Compare two ranked lists of words I have looked around and I'm not sure I've seen an appropriate answer though this questions is, I think, similar:
Comparison of ranked lists
it does not answer my question - which more succinctly would be:
'How similar are two ranked lists, and, if similar, is this similarity greater than that which would occur by chance?'
I have two ranked lists, for example two lists of the most popular animals as pets in two towns:

town 1 = [dog, cat, possum, fish, pig, degu]
town 2 = [dog, cat, degu, fish, cow, goat]

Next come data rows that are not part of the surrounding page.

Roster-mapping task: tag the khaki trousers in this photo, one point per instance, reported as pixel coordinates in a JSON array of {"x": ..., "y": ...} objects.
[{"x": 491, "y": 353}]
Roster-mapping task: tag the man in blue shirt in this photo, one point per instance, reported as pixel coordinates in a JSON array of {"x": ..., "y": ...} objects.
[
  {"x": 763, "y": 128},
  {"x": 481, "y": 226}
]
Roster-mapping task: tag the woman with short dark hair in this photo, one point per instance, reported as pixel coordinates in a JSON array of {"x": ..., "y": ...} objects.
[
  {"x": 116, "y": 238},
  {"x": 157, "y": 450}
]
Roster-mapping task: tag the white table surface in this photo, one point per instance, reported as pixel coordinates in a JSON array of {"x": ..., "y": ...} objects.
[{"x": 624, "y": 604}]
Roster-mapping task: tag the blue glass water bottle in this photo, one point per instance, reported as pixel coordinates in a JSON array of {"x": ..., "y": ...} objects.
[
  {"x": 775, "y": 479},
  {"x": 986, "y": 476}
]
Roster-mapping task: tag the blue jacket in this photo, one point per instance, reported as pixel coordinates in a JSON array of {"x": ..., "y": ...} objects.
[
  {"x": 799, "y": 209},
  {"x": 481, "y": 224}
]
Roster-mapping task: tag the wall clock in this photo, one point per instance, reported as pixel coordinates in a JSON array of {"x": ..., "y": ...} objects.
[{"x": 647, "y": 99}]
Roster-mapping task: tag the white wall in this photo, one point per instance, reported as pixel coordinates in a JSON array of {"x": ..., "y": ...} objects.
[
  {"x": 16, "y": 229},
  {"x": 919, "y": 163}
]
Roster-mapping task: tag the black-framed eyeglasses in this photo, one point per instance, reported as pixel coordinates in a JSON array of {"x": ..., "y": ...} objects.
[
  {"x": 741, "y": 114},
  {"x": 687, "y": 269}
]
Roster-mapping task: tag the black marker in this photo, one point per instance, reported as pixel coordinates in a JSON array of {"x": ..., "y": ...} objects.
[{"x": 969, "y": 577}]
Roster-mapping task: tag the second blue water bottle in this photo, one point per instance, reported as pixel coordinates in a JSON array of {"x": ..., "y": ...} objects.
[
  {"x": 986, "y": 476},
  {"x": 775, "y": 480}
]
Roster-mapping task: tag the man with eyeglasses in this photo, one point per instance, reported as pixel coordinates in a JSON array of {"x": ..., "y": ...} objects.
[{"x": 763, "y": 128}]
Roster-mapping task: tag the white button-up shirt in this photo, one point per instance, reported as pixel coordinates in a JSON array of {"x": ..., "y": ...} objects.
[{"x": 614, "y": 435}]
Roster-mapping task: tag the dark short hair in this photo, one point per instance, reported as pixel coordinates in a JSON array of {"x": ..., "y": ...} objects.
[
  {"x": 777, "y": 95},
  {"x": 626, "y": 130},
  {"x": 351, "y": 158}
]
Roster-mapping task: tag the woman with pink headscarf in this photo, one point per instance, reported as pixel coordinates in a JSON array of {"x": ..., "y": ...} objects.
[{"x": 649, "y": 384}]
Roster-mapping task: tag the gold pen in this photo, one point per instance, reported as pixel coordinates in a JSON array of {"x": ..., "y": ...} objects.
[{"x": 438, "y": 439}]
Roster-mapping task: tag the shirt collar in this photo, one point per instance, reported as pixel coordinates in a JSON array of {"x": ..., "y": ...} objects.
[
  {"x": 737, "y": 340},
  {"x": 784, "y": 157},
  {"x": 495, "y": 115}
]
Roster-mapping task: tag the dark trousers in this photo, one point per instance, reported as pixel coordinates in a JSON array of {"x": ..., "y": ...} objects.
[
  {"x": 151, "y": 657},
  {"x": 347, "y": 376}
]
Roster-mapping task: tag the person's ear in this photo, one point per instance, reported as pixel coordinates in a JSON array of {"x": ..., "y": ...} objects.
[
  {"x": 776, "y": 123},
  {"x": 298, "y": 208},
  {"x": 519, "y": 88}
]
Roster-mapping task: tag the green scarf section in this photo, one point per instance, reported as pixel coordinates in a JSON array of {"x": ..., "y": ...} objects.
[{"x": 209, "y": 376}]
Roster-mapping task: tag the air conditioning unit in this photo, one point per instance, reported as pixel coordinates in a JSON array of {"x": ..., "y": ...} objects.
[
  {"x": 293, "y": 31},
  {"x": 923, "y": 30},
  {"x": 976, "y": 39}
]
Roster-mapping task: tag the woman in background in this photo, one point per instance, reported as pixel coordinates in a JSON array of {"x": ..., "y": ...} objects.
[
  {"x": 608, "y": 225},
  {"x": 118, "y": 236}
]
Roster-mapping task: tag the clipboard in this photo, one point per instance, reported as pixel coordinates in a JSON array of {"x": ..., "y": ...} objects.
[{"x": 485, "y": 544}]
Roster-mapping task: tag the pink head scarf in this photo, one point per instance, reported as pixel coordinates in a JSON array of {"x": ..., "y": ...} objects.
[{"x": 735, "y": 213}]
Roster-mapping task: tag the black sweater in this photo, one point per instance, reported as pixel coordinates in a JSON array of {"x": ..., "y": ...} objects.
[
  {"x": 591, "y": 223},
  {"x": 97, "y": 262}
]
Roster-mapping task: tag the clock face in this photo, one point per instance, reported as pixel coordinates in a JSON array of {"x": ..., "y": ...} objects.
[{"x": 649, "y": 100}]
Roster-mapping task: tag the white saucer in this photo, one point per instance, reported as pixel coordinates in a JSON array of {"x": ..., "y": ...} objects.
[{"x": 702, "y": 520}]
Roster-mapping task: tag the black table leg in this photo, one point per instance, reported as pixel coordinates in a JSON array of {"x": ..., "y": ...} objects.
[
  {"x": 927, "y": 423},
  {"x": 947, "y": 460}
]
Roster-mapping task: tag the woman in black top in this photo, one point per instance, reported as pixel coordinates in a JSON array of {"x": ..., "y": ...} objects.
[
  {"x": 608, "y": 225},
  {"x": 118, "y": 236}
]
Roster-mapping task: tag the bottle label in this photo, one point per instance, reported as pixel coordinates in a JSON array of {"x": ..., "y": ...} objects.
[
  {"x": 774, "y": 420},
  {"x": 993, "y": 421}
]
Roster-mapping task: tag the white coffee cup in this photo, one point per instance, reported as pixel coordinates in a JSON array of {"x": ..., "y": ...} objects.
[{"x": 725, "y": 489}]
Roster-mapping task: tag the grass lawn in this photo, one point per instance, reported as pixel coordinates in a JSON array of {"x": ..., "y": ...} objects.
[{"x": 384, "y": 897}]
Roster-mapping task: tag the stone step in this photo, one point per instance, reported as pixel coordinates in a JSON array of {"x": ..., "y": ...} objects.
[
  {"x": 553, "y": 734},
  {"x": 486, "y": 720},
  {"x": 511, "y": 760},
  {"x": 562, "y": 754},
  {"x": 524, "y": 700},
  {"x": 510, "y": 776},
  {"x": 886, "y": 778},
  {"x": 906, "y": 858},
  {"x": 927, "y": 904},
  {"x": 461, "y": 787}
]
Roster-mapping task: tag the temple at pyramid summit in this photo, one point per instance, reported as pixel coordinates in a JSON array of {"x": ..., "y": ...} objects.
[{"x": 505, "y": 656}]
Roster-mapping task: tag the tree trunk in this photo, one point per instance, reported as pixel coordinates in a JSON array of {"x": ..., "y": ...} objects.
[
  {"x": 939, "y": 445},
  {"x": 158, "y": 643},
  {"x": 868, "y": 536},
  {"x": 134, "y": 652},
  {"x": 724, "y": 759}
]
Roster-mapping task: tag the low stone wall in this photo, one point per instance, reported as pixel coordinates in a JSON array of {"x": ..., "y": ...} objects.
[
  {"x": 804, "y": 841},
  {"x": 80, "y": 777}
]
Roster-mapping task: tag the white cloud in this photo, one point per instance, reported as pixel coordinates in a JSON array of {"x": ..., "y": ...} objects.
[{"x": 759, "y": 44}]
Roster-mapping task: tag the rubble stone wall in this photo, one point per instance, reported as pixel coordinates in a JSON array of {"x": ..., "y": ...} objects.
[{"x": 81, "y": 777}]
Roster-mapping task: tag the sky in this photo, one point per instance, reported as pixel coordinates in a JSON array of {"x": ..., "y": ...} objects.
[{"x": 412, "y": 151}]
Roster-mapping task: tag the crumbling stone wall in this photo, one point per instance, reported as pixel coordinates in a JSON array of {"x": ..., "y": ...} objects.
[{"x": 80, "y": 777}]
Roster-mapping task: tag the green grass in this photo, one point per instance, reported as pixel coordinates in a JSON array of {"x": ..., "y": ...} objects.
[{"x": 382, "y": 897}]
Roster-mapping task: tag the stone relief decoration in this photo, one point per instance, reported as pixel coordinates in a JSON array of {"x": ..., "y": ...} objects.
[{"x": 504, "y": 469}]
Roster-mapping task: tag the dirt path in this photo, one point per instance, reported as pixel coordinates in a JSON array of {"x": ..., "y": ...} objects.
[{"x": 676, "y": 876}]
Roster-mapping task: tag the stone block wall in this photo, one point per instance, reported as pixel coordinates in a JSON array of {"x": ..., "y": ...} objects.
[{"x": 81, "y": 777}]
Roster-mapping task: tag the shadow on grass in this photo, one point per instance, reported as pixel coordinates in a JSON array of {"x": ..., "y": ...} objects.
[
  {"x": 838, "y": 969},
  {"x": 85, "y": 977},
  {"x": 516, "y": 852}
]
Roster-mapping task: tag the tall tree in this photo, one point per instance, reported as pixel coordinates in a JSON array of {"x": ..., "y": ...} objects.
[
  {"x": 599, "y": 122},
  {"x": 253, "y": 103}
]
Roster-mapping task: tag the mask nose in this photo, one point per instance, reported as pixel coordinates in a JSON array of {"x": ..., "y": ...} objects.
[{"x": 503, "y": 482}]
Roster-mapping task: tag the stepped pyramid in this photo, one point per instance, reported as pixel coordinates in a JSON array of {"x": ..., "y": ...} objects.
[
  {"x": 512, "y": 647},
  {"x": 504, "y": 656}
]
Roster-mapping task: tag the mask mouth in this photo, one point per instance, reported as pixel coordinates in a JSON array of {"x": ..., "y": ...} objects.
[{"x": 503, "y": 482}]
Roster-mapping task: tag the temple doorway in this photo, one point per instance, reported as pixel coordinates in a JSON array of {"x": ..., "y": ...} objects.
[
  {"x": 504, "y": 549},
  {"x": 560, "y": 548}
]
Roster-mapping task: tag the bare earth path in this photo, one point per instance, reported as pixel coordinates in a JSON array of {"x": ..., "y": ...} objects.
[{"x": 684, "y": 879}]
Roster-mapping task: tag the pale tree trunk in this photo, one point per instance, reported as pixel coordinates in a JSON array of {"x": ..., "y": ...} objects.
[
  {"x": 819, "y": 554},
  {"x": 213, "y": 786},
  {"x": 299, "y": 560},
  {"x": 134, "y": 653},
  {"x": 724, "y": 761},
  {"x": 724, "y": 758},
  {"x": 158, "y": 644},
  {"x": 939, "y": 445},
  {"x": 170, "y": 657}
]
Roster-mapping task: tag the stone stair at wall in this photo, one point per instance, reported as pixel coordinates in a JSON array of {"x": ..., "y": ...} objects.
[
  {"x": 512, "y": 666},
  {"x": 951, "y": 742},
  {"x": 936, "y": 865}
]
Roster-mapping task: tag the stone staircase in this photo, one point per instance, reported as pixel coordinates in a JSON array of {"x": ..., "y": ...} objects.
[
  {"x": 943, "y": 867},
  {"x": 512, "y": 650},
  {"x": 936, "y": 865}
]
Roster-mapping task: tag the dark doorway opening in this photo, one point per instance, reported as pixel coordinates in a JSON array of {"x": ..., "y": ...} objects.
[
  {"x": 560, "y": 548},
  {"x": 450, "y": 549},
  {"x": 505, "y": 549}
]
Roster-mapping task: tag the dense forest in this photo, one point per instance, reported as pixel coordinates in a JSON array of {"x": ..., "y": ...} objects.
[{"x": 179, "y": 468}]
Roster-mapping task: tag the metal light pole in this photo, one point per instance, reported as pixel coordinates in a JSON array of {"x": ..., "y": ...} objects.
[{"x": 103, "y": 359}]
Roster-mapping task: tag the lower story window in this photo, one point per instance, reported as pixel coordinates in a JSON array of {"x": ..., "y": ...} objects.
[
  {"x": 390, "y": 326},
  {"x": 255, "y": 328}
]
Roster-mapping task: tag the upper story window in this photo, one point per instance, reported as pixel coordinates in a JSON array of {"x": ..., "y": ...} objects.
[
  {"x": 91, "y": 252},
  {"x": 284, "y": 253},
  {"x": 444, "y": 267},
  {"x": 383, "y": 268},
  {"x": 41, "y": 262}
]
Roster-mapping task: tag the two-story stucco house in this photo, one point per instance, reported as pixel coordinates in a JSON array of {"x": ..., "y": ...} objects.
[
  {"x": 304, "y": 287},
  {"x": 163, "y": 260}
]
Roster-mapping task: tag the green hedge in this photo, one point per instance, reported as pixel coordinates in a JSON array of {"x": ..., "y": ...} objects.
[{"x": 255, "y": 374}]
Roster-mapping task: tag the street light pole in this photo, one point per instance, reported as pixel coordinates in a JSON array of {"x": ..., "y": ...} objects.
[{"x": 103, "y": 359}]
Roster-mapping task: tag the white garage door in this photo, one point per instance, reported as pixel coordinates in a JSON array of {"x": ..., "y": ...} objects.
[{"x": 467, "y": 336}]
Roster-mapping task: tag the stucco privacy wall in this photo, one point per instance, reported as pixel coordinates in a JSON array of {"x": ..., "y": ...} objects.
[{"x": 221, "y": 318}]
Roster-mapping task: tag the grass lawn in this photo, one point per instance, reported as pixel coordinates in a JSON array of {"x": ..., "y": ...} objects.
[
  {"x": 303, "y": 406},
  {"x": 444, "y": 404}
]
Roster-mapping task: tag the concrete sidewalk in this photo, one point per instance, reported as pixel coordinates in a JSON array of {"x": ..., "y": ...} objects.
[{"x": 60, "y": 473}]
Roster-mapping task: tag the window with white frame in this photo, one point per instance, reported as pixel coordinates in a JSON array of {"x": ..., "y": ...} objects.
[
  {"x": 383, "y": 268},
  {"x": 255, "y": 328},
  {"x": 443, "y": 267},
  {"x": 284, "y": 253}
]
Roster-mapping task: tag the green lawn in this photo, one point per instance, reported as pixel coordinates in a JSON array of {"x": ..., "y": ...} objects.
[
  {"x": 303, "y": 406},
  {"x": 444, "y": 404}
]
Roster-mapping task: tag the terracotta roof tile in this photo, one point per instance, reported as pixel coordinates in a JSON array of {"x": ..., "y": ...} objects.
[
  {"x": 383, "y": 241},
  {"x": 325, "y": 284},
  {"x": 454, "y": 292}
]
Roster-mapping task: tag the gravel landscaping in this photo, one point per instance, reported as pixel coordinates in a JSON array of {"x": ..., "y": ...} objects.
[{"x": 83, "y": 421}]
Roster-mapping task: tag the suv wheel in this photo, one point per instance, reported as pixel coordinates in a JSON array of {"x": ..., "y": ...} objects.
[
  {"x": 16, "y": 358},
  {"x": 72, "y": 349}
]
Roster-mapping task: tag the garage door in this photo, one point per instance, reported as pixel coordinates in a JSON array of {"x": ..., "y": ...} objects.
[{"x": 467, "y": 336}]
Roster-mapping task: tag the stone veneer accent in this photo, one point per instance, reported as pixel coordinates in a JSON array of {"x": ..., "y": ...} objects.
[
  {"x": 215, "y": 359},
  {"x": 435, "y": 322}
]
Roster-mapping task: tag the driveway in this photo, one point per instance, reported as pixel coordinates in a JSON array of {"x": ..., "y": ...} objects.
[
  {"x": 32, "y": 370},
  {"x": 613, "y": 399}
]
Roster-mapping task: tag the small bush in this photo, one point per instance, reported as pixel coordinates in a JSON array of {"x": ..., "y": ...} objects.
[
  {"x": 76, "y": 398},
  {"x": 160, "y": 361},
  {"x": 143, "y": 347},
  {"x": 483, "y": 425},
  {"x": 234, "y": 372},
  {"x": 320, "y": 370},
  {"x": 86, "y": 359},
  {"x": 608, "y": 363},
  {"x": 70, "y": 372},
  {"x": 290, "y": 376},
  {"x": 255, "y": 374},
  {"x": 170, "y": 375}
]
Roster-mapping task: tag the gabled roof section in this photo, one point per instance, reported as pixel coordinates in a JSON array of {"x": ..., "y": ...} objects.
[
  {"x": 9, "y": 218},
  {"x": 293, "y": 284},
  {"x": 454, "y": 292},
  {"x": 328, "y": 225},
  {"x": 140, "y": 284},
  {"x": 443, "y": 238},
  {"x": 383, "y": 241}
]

In both towns, dogs and cats are the first and second most popular pets respectively, but possums are more popular than degus in town 1.
How might I show the correlation between the preferences in both towns.
I believe I need to use a rank correlation but I am not sure what values to compare.
My understanding is that I should make a list of all animals:

total = [dog, cat, possum, fish, pig, degu, cow, goat]

and then convert the town lists:

town 1 = [1, 2, 3, 4, 5, 6]
town 2 = [1, 2, 6, 4, 7, 8]

and perform a Spearmans correlation on these values, but I'm not sure if that is an accurate method.
 A: Let us denote your universe by $\{1,...,8\}$ according to your chosen order, i.e. {dog, cat, possum, fish, pig, degu, cow, goat}. 
Because not all elements occur in both lists, we shall pretend non-occurring elements within any list are ranked tied lasts, that is, cows and goats are ranked equal $7$th in town $n°1$, and possum and pig are ranked equal $7$th in town $n°2$.
Now, the rank vectors are as follows: $$ town\hspace{1mm} 1: 1,2,3,4,5,6,7,7$$ and $$ town\hspace{1mm} 2:1,2,7,4,7,3,5,6. $$
Note that entry $n°j$ in each enumeration is the position of the $j$th element of the universe. 
Spearman's rank correlation coefficient and Kendall tau distance reflect how similar two rankings are. 
If you were using the programming language R, you would proceed as follows:
    town1 <- c(1,2,3,4,5,6,7,7)
    town2 <- c(1,2,7,4,7,3,5,6)
    data <- cbind(town1,town2)
    cor(data,method="spearman") # 0.47
    cor(data,method="kendall") # 0.37

    # Testing whether correlation is significantly different from zero
    # Null hypothesis: true correlation equals zero.
    # Alternative hypothesis: true correlation is not equal to zero

    cor.test(data[,1],data[,2],method="spearman") # approximate p-value = 0.24
    cor.test(data[,1],data[,2],method="kendall") # approximate p-value = 0.21

In conclusion, we cannot reject the null hypothesis that the true correlations are equal to zero, i.e. the hypothesis that the rankings are similar just by chance.